In sum, Frye is the better location; it would allow for a fast and inexpensive start-up and an uninterrupted flow of business, in turn ensuring both short-term survival and long-term success.
Sample Response 2 (in favor of the Fashion Place Mall location)
The mall location would better meet the Baxters' objectives. The strategic high-traffic position next to a department store offers greater opportunity for long-term growth and profit. While the initial expense to equip the new space might be substantial, renovations at Frye Street to convert that space from a men-only salon may be just as costly and time-consuming. Even if not, the Baxters' primary concern should be with long-term investment return, as additional startup costs will prove insignificant over time.

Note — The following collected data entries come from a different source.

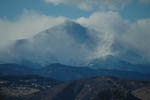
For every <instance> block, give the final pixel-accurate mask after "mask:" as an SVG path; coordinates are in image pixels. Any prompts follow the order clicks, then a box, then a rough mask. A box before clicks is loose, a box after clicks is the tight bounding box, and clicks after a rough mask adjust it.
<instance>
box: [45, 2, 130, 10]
mask: <svg viewBox="0 0 150 100" xmlns="http://www.w3.org/2000/svg"><path fill="white" fill-rule="evenodd" d="M129 1H130V0H45V2H46V3H52V4H55V5H58V4H66V5H71V6H76V7H78V8H80V9H82V10H91V9H92V8H100V9H113V10H116V9H118V8H122V7H123V6H125V5H126V3H128V2H129Z"/></svg>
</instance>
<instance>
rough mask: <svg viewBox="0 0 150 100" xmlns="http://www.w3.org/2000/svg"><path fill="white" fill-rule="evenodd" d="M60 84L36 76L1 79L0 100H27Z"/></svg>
mask: <svg viewBox="0 0 150 100" xmlns="http://www.w3.org/2000/svg"><path fill="white" fill-rule="evenodd" d="M60 83H61V82H60V81H56V80H54V79H51V78H45V77H41V76H36V75H24V76H5V77H0V100H25V98H26V97H30V96H33V95H35V94H37V93H39V92H41V91H45V90H47V89H51V88H52V87H54V86H55V85H57V84H60ZM1 98H3V99H1Z"/></svg>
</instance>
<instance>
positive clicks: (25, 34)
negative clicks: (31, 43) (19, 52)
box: [0, 10, 65, 45]
mask: <svg viewBox="0 0 150 100" xmlns="http://www.w3.org/2000/svg"><path fill="white" fill-rule="evenodd" d="M64 20H65V18H64V17H51V16H46V15H43V14H40V13H38V12H35V11H31V10H30V11H29V10H24V12H23V14H22V15H21V16H19V17H18V18H16V20H14V21H11V20H8V19H2V18H0V40H1V42H0V45H5V44H6V43H8V42H9V41H12V40H16V39H24V38H29V37H31V36H33V35H35V34H37V33H39V32H41V31H43V30H46V29H48V28H50V27H53V26H55V25H57V24H59V23H61V22H63V21H64Z"/></svg>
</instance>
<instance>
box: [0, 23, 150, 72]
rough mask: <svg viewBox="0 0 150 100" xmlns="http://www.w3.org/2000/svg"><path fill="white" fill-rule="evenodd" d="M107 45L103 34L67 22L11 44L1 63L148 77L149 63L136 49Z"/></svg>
mask: <svg viewBox="0 0 150 100" xmlns="http://www.w3.org/2000/svg"><path fill="white" fill-rule="evenodd" d="M106 42H107V41H106V40H105V39H103V35H102V33H97V31H96V30H94V29H89V28H87V27H84V26H83V25H80V24H78V23H76V22H73V21H69V20H67V21H65V22H64V23H62V24H59V25H57V26H54V27H52V28H50V29H47V30H44V31H43V32H40V33H38V34H36V35H35V36H33V37H31V38H28V39H21V40H16V41H14V43H12V44H10V45H9V46H8V48H5V49H4V50H0V55H1V56H0V62H2V63H15V64H21V65H25V66H30V67H32V68H33V67H35V68H37V67H38V68H39V67H43V66H44V67H45V66H48V65H50V64H53V63H61V64H65V65H70V66H87V67H91V68H93V69H94V68H96V69H111V70H122V71H136V72H141V73H143V74H145V73H147V74H149V73H150V63H149V62H148V60H147V59H145V58H144V57H143V56H142V55H141V54H140V53H139V51H137V50H136V48H133V47H132V46H130V45H128V44H123V43H122V42H121V41H119V40H115V41H113V43H112V44H111V43H110V44H111V45H110V47H109V46H108V47H107V45H105V43H106ZM108 44H109V43H108ZM106 48H107V49H110V50H111V52H112V53H113V54H111V53H109V50H105V49H106ZM101 51H103V52H101ZM116 52H117V54H115V53H116ZM102 55H103V56H104V57H102Z"/></svg>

Admittedly, the relatively close and quiet Frye Street location might help the Baxters retain current customers, thereby offsetting moving expenses. However, failure of the previous hair studio suggests an insufficient demand among nearby elderly residents for a contemporary hair studio. This factor, along with the location's low visibility, is likely to prevent growth. Although low rent would appear to help the Baxters to meet their objectives, any expansion at Frye would come at greater expense, thereby undermining long-term profit goals; the mall location allows for expansion without additional rent.
In the final analysis, the mall is the better choice; while the relative start-up costs are uncertain, the mall location is more certain to achieve the Baxters' overriding objectives of longterm growth and profit.
Note: The above sample responses are from the “LSAT Writing Sample--Practice Test” from Peterson’s Countdown to the LSAT Website.
What makes a great essay?
1. Both essays effectively prove their thesis statement.
2. Both essays include a counter argument. Meaning they explain the apparent strengths of the opposite argument, then quickly discuss their weaknesses.
3. Both responses are clear, concise, and well-rounded.
4. Both essays use effective language, syntax, and dictation.
5. Both essays include transitional phrases and main shifts in the argument by using words like: "however", "in sum", "admittedly" and "in the final analysis".